How might some aspect of the negotiation process surprise a claimant?
The steps that precede the negotiations
Composition of the demand letter: That should offer details on the accident and the claimant’s injuries. It should explain why the other party has been named as the liable party. It should close with presentation of a demand—the amount of money requested by the plaintiff/claimant.
The demand letter gets sent to the insurance adjuster. The adjuster responds by presenting arguments against the letter’s claims. Those arguments might indicate a need for more information. The plaintiff sends more information. The plaintiff might reduce the size of the demand.The adjuster then comes forward with an initial offer. That action starts the negotiation process.
Basic steps during negotiations
Plaintiff can accept or reject the initial offer. Lawyers also urge their client to reject that first offer. The client/plaintiff should then send a counteroffer, a slightly lower demand.
The 2 sides keep exchanging offers, and making changes in the preceding offer. Eventually, the 2 sides should agree on a figure for the settlement. The plaintiff should seek confirmation of the fact that the other party (the insurance company) has agreed to pay the amount that the 2 sides had reached, when negotiations had ceased.

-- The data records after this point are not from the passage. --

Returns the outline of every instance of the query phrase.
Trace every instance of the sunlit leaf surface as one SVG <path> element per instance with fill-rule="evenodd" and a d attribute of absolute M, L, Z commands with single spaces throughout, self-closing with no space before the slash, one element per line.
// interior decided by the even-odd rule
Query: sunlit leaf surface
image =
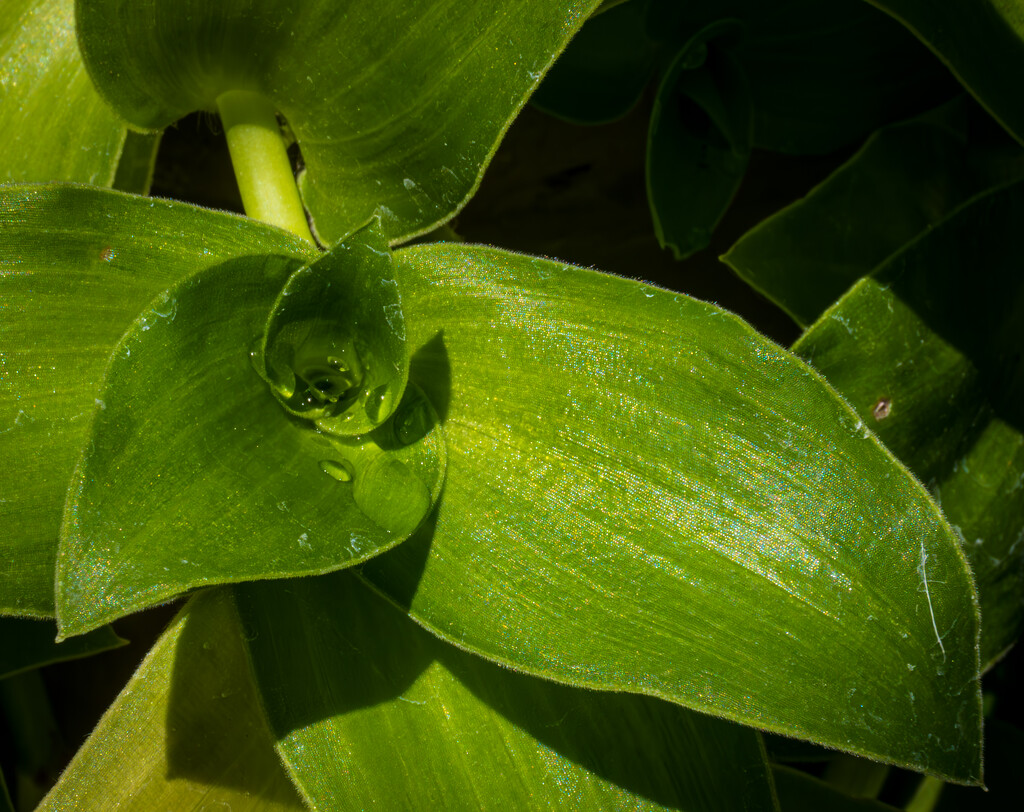
<path fill-rule="evenodd" d="M 40 810 L 301 810 L 274 753 L 227 592 L 196 596 Z"/>
<path fill-rule="evenodd" d="M 74 0 L 0 5 L 2 181 L 114 181 L 126 128 L 85 72 L 73 10 Z"/>
<path fill-rule="evenodd" d="M 977 779 L 957 537 L 816 373 L 639 283 L 397 257 L 448 472 L 436 525 L 366 578 L 527 672 Z"/>
<path fill-rule="evenodd" d="M 315 809 L 775 808 L 749 728 L 506 670 L 348 574 L 236 594 L 279 750 Z"/>
<path fill-rule="evenodd" d="M 935 494 L 973 566 L 982 662 L 1024 624 L 1024 185 L 976 198 L 796 343 Z"/>
<path fill-rule="evenodd" d="M 229 90 L 267 96 L 298 138 L 302 191 L 333 244 L 381 209 L 394 239 L 476 188 L 498 139 L 597 0 L 79 0 L 93 79 L 163 128 Z"/>
<path fill-rule="evenodd" d="M 0 459 L 19 466 L 0 501 L 0 610 L 53 612 L 64 498 L 108 358 L 136 316 L 201 270 L 297 268 L 311 251 L 276 229 L 166 201 L 0 189 Z"/>

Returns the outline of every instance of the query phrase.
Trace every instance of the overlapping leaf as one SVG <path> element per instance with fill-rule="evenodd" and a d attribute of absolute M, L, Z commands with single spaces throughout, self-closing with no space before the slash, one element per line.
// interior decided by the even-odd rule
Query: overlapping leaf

If the insurance company has agreed to that discussed figure, then it should send a release form to the plaintiff’s lawyer. The lawyer should arrange for the client/plaintiff to sign that same form. Not until the insurance company has received the signed release form would it be ready to send the promised amount of money to the waiting claimant/plaintiff.
A possible surprise for the claimant
Before the start of negotiations, the Personal Injury Lawyer in Richmond Hill knows that the claimant might receive a reservation of rights letter. That would come from the defendant’s insurance company. That letter would confirm the fact that the insurer has initiated an investigation of the submitted claim. Still, the insurance company has not admitted the need to pay any amount of compensation.
During their investigations of any claim, insurance companies check to see if the defendant’s insurance policy covered the sort of incident that has been reported. If that policy did not cover such an incident, then the insurance company would refuse to pay the claimant. The reservation of rights letter is meant to serve as a reminder of that fact. The letter’s recipient should understand that the insurance company has, at that point, not yet agreed to deliver any compensation.
The claimants that receive such a letter have no reason to demand compensation. Yet, at that moment, the same claimants do have a right to expect the insurance company’s participation in the negotiation process.